Things that make you go agggghhhh!
Wal-Mart that paragon of global corporate responsibility is at it again.
For the second time in three years Wal-Mart has shut a Canadian facility down because the workers had the temerity to organise a union. Rather than abide by the decision of the Quebec Labour Relations Board to impose a three-year collective agreement the company have decided to say ‘Adieu’ to the workers at its Gatineau Tire and Lube express facility. As Wayne Hanley of the UFCW comments,
“Wal-Mart thinks a cheap oil change is more important than the Canadian constitution.”
Wal-Mart’s actions in Canada illustrate the almost schizophrenic attitude that large multi-national’s often take to union representation in different parts of the world. Wal-Mart don’t want to recognise unions in the US and Canada, but do deal with unions here in the UK and even China. In the same sector Tesco have longstanding partnership arrangements in the UK and Ireland, but are in dispute with the UFCW over representation in the US.
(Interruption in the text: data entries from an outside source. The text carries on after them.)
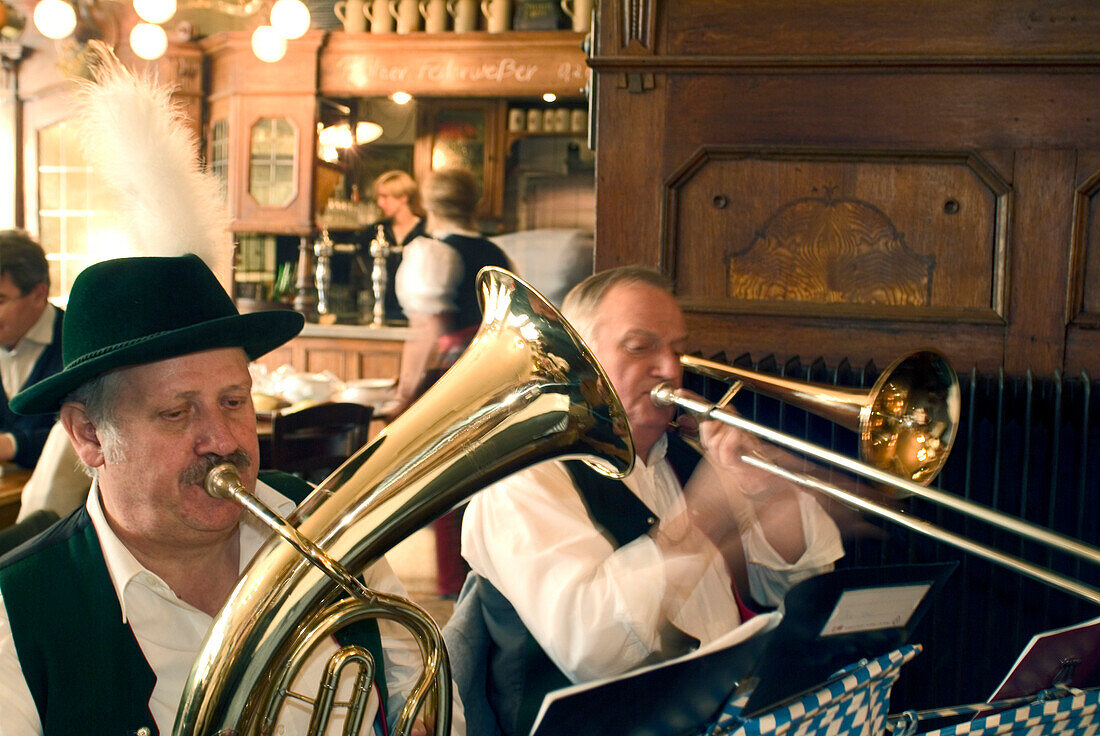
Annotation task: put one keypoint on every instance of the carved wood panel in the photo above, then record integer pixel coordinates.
(860, 234)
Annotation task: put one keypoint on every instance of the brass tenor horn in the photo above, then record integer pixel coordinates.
(905, 421)
(906, 424)
(527, 390)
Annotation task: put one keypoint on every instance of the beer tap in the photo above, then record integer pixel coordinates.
(381, 249)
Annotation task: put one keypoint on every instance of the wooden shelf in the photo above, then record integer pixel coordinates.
(477, 64)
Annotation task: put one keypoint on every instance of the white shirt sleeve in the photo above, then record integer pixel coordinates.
(428, 278)
(770, 575)
(404, 662)
(593, 608)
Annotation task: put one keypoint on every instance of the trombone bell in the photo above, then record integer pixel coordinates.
(906, 421)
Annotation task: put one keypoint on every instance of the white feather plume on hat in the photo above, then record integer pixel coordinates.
(142, 145)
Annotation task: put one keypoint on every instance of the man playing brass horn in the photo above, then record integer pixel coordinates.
(606, 575)
(103, 614)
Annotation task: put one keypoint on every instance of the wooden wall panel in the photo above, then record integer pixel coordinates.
(856, 233)
(740, 113)
(926, 28)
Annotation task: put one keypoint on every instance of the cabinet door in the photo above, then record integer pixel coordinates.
(469, 134)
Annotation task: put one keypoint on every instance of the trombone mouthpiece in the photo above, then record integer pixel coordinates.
(663, 394)
(222, 481)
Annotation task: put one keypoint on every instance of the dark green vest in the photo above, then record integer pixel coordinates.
(81, 662)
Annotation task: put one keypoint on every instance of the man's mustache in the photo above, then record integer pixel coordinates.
(196, 473)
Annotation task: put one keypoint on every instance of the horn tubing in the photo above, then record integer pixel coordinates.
(664, 395)
(930, 529)
(223, 482)
(527, 390)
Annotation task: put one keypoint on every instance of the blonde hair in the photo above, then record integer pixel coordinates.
(397, 183)
(582, 303)
(451, 195)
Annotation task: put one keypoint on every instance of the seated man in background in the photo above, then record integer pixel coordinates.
(30, 342)
(579, 577)
(103, 614)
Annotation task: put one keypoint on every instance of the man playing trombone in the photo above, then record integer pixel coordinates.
(602, 575)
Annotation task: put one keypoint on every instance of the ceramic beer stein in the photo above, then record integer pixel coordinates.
(464, 13)
(435, 15)
(381, 20)
(351, 14)
(497, 14)
(407, 14)
(580, 11)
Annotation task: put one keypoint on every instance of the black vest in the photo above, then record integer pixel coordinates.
(519, 671)
(81, 662)
(476, 253)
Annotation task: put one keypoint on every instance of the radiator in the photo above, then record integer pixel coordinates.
(1026, 446)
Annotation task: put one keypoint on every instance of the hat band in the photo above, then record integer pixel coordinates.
(118, 345)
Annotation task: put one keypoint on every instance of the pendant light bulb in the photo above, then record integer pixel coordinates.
(149, 41)
(290, 18)
(55, 19)
(267, 44)
(155, 11)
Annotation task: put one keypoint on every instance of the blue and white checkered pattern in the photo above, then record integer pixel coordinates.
(854, 705)
(1073, 715)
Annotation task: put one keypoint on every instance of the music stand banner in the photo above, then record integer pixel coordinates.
(855, 703)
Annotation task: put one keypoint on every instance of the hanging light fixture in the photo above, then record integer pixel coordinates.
(149, 41)
(55, 19)
(366, 132)
(155, 11)
(290, 18)
(268, 44)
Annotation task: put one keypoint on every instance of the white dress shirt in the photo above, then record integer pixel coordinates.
(15, 364)
(171, 633)
(596, 610)
(428, 278)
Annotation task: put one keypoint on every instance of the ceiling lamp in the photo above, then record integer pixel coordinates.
(149, 41)
(337, 136)
(366, 131)
(290, 18)
(268, 44)
(55, 19)
(155, 11)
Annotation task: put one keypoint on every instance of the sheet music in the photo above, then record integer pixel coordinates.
(756, 625)
(1043, 656)
(871, 608)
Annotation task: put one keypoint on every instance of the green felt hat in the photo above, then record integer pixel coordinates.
(130, 311)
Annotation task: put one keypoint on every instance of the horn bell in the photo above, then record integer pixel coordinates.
(526, 390)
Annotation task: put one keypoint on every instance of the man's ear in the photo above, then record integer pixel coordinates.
(40, 294)
(81, 434)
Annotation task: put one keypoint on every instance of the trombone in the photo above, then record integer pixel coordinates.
(906, 424)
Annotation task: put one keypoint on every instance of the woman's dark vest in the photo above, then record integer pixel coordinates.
(476, 253)
(81, 662)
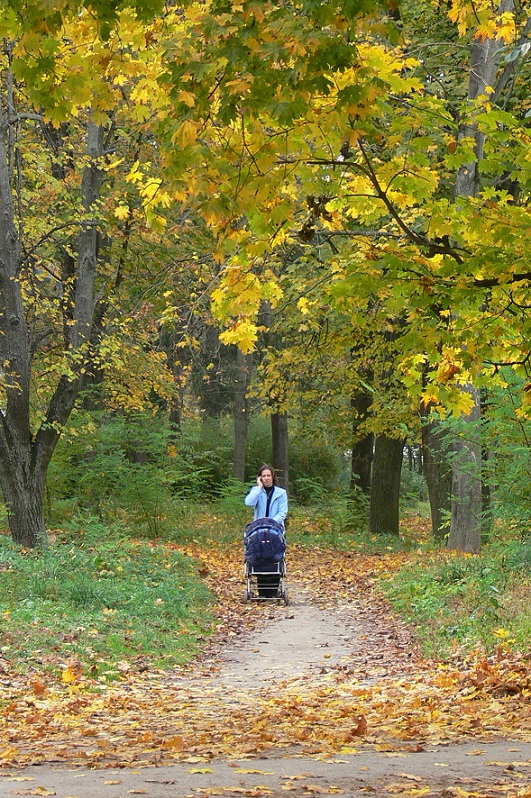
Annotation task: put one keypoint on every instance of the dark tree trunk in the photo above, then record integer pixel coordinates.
(241, 413)
(467, 501)
(279, 430)
(385, 486)
(24, 455)
(362, 447)
(438, 474)
(465, 529)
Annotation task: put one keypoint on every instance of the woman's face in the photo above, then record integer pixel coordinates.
(267, 478)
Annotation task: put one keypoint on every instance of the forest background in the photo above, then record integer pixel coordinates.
(233, 233)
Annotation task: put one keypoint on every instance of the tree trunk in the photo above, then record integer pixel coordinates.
(467, 500)
(24, 456)
(241, 413)
(361, 460)
(467, 505)
(385, 486)
(438, 474)
(279, 431)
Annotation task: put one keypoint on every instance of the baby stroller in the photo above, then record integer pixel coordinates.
(264, 547)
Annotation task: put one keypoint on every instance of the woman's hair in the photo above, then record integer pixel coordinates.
(267, 467)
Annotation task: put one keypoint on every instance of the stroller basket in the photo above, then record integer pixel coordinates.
(264, 546)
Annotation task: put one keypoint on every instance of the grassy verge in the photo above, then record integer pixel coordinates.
(466, 603)
(100, 599)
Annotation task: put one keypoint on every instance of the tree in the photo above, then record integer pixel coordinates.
(61, 111)
(377, 147)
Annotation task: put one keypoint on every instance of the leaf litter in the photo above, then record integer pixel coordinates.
(384, 696)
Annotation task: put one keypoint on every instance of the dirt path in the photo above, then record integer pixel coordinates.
(325, 696)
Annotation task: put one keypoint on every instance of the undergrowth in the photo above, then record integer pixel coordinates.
(100, 598)
(462, 603)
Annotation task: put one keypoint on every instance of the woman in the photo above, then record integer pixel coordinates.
(269, 501)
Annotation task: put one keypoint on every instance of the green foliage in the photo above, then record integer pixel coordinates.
(316, 469)
(99, 597)
(466, 602)
(413, 488)
(116, 466)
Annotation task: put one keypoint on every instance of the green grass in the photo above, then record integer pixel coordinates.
(100, 598)
(466, 603)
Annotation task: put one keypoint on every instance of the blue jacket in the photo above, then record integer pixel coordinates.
(278, 508)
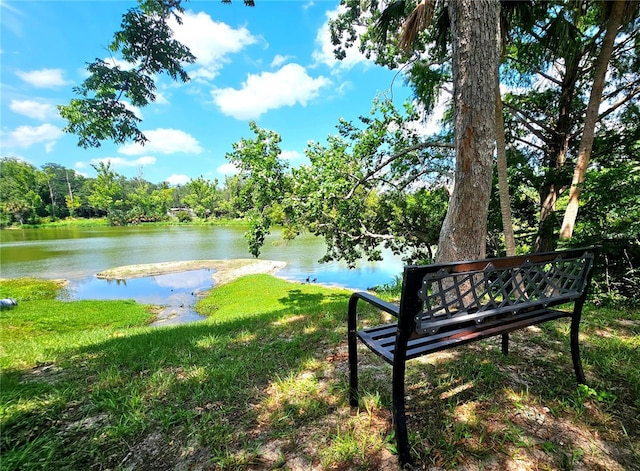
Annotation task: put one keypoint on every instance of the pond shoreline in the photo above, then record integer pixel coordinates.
(225, 270)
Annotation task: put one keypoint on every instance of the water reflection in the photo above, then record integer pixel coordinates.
(78, 253)
(176, 292)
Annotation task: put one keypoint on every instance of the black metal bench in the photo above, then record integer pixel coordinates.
(450, 304)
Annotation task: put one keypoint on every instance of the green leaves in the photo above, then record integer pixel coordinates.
(375, 184)
(145, 41)
(266, 181)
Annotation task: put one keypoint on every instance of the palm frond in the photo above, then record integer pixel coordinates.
(392, 14)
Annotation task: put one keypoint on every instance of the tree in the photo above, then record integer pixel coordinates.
(201, 195)
(265, 183)
(19, 191)
(475, 30)
(108, 193)
(559, 54)
(614, 20)
(146, 42)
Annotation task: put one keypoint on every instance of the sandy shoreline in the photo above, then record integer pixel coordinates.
(225, 270)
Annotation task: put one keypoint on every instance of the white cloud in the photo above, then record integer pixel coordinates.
(44, 78)
(290, 155)
(164, 141)
(33, 109)
(119, 162)
(278, 60)
(228, 169)
(161, 99)
(25, 136)
(120, 63)
(210, 41)
(176, 179)
(324, 49)
(269, 90)
(135, 109)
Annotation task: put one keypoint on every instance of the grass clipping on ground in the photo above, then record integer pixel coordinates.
(262, 384)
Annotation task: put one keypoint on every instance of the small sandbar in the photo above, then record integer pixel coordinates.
(225, 270)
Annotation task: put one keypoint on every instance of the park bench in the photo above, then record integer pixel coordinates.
(449, 304)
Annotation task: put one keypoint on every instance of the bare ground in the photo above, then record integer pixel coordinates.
(225, 270)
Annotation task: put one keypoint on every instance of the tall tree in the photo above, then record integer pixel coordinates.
(108, 192)
(102, 110)
(476, 40)
(615, 18)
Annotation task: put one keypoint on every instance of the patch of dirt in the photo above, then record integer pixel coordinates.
(225, 270)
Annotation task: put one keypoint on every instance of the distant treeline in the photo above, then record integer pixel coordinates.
(29, 195)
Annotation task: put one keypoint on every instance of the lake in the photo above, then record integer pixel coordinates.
(78, 253)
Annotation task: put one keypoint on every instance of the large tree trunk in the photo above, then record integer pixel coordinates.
(475, 28)
(584, 153)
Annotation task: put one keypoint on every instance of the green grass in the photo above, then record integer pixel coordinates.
(262, 384)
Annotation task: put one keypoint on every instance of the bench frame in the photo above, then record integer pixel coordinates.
(521, 292)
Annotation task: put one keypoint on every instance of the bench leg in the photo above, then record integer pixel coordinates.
(399, 417)
(575, 349)
(352, 342)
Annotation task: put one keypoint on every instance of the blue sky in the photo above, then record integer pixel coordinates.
(272, 64)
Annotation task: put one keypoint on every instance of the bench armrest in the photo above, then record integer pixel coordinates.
(385, 306)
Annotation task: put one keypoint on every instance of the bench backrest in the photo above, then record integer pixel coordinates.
(441, 296)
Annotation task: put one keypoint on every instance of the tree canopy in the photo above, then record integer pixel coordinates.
(381, 181)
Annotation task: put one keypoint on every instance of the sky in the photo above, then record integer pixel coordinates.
(272, 64)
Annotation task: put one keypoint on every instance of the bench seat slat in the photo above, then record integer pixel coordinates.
(450, 304)
(381, 339)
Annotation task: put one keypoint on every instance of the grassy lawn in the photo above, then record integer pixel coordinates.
(262, 384)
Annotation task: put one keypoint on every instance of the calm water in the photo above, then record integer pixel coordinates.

Many multi-nationals will claim they are abiding by the labour laws of whatever country they happen to operate in, and/or that each country has a different ‘cultural’ attitude to unions and union recognition, but the simple fact is that many companies take the simple and pragmatic view that if they can ‘get away with it’ (often encouraged by politicians and law-makers) they will.
I got a first hand taste of this some five or six years ago when I visited BMW’s plant in South Carolina. Unlike its plants in Germany & Britain, the Spartanburg plant is ‘non-union’ – although ‘Of course’, I was told, ‘our workers are all free to join unions’. When I asked why the company had chosen South Carolina for its US base rather than any of the other 49 states in the US, I was told about the plant’s (undoubted) excellent position on the eastern seaboard which was important for the European export market. The fact that South Carolina was ranked 49th out of the 50 US states in the ‘union density’ league table had nothing to do with it of course!
So what can unions do to tackle this corporate ‘schizophrenia’. One important thing we can do is to use Global Framework Agreements (of which there are around 75) as effectively as possible. Another thing we can do is to build stronger practical networks between unions around the world – and in particular to get Heads and Directors of Organising talking to each other. The third thing we could perhaps do more effectively is to ‘name and shame’ the corporate bullies who’d rather sack workers than abide by the law. Any other thoughts or suggestions?